22 Entrevistado un usuario que egresó con éxito del TTD de Viña del Mar, nos cuenta que valora mucho la oportunidad que tuvo y, más que el TTD en sí, la posibilidad de poder recibir una terapia psicológica. El usuario tenía un problema de adicción a la marihuana. Posiblemente, según sus propias palabras, él no requería un tratamiento para su adicción. Sin embargo, el TTD le permitió tener apoyo psicológico lo que representó para él una posibilidad de comprender muchas cosas y de refuerzo positivo. Cuando le preguntamos sobre qué piensa él de los requisitos de elegibilidad señala estar de acuerdo porque “si bien se ayuda a quienes menos ayuda necesitan, se ayuda a quienes tienen más chance de tener un tratamiento exitoso”. Asimismo, nos señala, que “un adicto más complicado no podría salir de las drogas tan fácilmente”. En conclusión, entiende el usuario que está bien diseñado el TTD porque se prioriza modificar lo que es posible de modificar.
23 Diversos estudios han demostrado que otro tipo de tratamientos contra las drogas resultan más eficaces que los TTD, véase: Stephanie Lee et al., 2012; Eric Sevigny, Brian Fuleihan y Frank Ferdik, 2013.
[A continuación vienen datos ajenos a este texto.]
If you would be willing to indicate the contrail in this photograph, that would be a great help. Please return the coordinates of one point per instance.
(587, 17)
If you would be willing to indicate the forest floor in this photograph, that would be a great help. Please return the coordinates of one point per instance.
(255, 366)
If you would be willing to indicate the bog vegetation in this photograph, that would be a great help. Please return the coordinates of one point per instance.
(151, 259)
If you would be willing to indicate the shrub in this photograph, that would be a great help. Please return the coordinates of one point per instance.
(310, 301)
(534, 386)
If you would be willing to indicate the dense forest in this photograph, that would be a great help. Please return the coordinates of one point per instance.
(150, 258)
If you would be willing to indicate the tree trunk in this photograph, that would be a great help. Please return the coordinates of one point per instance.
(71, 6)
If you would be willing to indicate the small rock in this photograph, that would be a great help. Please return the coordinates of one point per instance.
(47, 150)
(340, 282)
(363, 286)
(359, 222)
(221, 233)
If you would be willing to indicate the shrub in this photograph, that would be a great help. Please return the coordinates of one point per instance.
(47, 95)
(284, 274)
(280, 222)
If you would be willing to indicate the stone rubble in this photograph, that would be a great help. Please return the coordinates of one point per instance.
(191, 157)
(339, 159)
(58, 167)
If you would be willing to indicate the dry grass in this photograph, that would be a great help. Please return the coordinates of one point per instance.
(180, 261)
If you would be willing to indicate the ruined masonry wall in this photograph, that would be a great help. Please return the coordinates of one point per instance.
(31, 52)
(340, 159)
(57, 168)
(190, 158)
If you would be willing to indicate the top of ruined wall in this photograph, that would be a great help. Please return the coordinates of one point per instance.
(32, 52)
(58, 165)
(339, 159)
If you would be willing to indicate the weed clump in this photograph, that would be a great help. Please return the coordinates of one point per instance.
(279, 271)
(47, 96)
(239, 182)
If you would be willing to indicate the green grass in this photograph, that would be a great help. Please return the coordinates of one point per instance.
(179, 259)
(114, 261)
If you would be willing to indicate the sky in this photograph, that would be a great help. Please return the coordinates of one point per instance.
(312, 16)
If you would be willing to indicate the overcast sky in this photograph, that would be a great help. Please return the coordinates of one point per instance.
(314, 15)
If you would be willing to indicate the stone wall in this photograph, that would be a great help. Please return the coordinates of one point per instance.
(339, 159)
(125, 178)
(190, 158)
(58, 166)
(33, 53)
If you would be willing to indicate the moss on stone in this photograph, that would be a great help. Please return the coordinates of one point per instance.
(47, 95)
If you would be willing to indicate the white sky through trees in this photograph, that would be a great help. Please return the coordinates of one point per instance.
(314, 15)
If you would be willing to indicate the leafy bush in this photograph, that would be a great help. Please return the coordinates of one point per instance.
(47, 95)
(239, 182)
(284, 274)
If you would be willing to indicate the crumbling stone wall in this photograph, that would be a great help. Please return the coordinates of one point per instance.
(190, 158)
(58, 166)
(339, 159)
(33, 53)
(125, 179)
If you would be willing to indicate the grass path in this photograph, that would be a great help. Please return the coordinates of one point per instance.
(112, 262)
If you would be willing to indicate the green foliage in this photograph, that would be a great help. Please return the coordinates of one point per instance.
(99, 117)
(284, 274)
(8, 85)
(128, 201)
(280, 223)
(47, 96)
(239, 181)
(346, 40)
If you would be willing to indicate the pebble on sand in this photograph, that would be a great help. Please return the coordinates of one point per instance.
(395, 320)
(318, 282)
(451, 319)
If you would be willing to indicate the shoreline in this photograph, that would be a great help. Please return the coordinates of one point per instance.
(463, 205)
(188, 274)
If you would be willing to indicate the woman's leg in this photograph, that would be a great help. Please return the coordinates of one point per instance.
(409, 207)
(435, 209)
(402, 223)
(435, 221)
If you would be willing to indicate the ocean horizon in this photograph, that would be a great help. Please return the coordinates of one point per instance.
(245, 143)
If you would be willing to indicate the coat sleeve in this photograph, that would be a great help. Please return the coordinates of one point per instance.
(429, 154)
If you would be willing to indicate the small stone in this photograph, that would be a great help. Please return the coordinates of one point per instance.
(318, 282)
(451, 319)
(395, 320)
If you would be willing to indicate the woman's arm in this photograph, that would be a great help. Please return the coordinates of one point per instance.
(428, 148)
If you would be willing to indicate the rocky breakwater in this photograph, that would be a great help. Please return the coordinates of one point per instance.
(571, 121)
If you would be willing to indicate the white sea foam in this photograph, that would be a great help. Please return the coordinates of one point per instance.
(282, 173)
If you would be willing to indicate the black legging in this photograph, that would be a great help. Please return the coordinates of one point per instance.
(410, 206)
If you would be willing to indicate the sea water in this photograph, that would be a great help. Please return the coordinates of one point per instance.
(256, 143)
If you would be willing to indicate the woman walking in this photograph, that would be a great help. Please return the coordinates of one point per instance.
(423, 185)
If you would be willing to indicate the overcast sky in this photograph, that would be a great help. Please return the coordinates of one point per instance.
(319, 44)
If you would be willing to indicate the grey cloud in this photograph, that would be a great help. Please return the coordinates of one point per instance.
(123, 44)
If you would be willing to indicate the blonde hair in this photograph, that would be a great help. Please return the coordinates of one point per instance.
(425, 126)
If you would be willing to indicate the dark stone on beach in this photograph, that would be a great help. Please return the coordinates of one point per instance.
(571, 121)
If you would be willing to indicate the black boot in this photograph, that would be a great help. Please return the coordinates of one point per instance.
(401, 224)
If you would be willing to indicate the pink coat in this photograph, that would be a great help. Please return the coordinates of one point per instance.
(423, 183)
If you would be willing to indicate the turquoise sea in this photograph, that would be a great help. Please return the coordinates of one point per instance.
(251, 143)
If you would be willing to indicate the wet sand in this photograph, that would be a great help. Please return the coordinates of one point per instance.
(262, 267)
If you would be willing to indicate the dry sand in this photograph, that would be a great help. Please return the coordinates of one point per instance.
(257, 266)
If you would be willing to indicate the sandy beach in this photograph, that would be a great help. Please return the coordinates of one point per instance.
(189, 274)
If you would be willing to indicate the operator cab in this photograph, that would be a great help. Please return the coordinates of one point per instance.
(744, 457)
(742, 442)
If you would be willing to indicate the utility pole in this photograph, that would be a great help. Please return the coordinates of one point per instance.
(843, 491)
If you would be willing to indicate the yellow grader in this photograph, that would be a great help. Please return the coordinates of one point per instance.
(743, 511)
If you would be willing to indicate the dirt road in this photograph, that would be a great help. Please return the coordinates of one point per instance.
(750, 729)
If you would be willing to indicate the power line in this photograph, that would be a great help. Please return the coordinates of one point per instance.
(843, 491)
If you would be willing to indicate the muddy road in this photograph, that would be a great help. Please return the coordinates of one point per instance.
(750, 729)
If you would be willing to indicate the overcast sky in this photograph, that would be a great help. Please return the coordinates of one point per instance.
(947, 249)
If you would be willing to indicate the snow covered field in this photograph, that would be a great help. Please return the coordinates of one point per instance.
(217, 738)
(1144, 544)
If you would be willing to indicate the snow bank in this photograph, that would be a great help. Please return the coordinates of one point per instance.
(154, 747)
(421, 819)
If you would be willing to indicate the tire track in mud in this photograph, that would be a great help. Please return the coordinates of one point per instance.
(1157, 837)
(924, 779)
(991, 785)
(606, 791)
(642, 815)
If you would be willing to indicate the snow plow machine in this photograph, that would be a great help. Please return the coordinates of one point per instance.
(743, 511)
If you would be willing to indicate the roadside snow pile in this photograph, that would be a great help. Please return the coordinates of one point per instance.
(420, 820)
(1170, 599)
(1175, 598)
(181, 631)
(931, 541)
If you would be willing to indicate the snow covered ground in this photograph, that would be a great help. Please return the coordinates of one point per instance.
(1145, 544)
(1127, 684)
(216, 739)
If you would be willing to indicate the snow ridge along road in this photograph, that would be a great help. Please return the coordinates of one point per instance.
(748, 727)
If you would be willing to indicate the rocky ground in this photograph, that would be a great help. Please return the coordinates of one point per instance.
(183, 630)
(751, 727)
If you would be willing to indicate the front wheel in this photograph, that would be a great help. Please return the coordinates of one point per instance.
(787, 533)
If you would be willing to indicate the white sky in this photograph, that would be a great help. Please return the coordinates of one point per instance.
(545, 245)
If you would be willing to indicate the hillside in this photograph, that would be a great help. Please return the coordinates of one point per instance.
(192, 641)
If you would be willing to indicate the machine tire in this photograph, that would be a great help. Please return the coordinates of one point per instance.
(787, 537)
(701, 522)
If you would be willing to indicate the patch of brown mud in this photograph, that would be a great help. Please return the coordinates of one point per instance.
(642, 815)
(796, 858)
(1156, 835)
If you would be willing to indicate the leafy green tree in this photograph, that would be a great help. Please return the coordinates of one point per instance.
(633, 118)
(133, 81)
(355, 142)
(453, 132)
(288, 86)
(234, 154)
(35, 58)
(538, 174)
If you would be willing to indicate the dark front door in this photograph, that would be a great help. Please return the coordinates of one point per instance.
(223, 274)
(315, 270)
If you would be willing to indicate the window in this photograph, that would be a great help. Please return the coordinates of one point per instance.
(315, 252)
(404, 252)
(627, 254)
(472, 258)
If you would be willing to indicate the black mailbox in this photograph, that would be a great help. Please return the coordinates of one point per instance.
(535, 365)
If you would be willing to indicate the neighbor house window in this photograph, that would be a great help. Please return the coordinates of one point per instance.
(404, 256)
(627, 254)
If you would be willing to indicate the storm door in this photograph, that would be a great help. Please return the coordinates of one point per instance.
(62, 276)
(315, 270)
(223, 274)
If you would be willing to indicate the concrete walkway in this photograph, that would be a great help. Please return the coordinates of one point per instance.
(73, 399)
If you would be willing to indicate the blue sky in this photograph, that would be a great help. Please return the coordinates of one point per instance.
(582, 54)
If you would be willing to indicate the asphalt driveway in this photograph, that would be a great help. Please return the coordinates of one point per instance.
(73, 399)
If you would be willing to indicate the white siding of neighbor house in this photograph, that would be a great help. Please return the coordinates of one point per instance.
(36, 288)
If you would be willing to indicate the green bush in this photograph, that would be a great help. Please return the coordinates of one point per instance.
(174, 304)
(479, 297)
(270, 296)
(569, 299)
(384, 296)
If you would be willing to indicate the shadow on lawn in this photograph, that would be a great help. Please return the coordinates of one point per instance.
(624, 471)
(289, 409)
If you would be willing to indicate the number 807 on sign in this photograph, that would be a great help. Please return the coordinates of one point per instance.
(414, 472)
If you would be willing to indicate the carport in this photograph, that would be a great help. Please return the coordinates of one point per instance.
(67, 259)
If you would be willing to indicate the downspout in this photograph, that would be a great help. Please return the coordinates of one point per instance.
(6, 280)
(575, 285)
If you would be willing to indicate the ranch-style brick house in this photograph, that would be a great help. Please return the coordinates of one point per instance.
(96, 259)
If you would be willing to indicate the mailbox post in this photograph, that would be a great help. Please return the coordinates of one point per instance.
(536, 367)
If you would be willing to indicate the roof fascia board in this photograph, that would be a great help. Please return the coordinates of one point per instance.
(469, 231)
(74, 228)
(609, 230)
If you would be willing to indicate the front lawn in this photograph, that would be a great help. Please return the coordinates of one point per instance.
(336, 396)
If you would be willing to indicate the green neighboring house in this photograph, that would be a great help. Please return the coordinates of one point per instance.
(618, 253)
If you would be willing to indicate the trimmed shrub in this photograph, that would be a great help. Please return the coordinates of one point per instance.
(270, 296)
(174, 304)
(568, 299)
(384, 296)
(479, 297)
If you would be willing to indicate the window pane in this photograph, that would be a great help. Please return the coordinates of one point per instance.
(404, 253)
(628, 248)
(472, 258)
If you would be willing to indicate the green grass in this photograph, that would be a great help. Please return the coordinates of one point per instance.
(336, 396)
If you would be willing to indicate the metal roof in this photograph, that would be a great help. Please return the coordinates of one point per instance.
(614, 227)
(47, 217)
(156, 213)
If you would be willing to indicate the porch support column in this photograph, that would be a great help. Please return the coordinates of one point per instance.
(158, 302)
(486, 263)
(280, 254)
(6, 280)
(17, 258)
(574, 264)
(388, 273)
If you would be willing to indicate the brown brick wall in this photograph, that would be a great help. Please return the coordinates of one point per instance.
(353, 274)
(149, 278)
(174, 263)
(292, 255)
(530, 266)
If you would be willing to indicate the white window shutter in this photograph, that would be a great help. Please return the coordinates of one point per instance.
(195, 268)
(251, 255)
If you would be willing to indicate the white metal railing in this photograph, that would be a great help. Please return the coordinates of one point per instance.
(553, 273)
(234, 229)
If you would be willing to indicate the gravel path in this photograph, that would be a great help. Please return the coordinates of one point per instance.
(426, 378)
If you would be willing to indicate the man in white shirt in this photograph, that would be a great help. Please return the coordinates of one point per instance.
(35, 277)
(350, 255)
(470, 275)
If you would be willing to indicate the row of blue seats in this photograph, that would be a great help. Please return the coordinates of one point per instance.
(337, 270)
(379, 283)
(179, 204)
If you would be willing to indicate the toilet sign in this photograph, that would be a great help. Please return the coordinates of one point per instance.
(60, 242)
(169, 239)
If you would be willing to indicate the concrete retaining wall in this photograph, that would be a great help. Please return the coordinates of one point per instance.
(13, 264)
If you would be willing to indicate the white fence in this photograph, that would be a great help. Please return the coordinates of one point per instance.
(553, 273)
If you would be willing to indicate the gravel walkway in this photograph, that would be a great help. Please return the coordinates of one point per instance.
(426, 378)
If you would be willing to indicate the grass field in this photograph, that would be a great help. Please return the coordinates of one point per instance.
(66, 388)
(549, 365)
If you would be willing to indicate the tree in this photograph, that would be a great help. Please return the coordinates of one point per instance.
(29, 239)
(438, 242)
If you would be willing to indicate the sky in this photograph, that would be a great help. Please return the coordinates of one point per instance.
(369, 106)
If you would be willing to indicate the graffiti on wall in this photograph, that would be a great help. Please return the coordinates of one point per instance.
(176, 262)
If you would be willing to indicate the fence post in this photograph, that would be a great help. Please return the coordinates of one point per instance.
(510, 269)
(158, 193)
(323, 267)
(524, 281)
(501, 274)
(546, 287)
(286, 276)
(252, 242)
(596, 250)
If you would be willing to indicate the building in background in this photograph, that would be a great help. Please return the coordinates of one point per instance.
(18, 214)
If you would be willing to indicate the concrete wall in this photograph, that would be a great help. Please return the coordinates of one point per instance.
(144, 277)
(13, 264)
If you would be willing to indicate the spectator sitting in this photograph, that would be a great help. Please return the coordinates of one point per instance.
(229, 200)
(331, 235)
24 Interesante resulta lo señalado por Miller, quien propone incorporar un jurado a los TD. De esta manera, entiende Miller, se reemplaza la relación entre, por una parte, un juez y, por otra, un ofensor-consumidor y la comunidad, por un sistema con participación democrática de la comunidad con el ofensor que debe rehabilitarse. Además, de esta forma, para Miller se podría contribuir en un empoderamiento de la participación comunitaria (Eric Miller, 2009, pp. 135 y 136; Archon Fung, 2005). Sobre los costos excesivos, por sobre la justicia tradicional, véase: Tamar Meekins, 2007, pp. 75-126; y 2006, pp. 1-55.
25 Fundamental resulta establecer políticas penales que se traduzcan en la reducción del encarcelamiento de mujeres madres que están a cargo de sus hijos e hijas, toda vez que, en Chile, por regla general, son mujeres las que cuidan a los(as) hijos(as) y el encarcelamiento supone el encierro o el abandono de los menores. También podría contemplarse dicha excepción tratándose de padres que estén al cuidado de sus hijos e hijas.